Selasa 29 Oct 2019 07:37 WIB

Pengemudi Odong-Odong Resah

Pengemudi odong-odong minta tetap beroperasi meski hanya akhir pekan.

Rep: Abdurrahman Rabbani/ Red: Bilal Ramadhan
Odong-odong
Foto: dok. Republika
Odong-odong

REPUBLIKA.CO.ID, Kendaraan modifan dari mobil jenis Kijang keluaran tahun 1986 dicat dengan motif corak warna merah, hitam, hijau, dan biru. Dengan bentuk modifan ditambah empat buah kursi panjang berjejer yang dapat diisi maksimal 16 orang dewasa.

Satu buah toa yang dipergunakan sebagai penarik perhatian penumpang terletak di atas mobil modifan tersebut. Kebanyakan konsumen tidak hanya anak-anak, tetapi orang tua juga ikut menikmati sambil mendampingi sang anak. Terlihat juga pembantu rumah tangga yang ikut mendampingi sambil membawa piring kecil berisikan makanan.

Supardi (46 tahun), salah seorang pengemudi odong-odong, terlihat sedang mencari penumpang di Jalan Raya Condet, Jakarta Timur, Senin, (28/10).
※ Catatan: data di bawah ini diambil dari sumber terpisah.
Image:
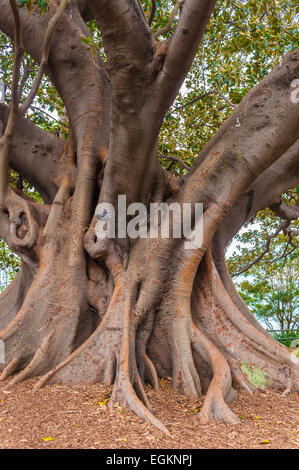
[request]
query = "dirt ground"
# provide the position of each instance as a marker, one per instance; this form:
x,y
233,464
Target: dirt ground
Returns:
x,y
60,417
Ia menyatakan keresahannya karena adanya larangan odong-odong beroperasi di Jakarta.

“Waduh kalau dilarang sama pemerintah, nanti saya makan apa. Kalau pemerintah bisa kasih kerjaan pengganti, enggak apa-apa larang odong-odong beroperasi,” tutur Supardi.

Pria 46 tahun ini telah lama berprofesi menjadi pengemudi odong-odong sejak umur 35 tahun. Namun, sebelumnya ia merupakan seorang pengamen di Terminal Kampung Rambutan. Ini merupakan salah satu pekerjaan yang saat ini menjadi penopang hidupnya. “Kalaupun pemerintah nantinya larang odong-odong beroperasi, saya cari uang di mana,” ujar dia.

Sambil menyalakan sebuah lagu melalui ponsel yang terhubung dengan kabel audio mobil, disetellah lagu "Naik-naik ke Puncak Gunung" karya Ibu Sud. Terkadang mantan pengamen ini memberhentikan odong-odongnya di pinggir jalan untuk ambil penumpang yang kemudian menyebabkan antrean panjang kendaraan di belakang.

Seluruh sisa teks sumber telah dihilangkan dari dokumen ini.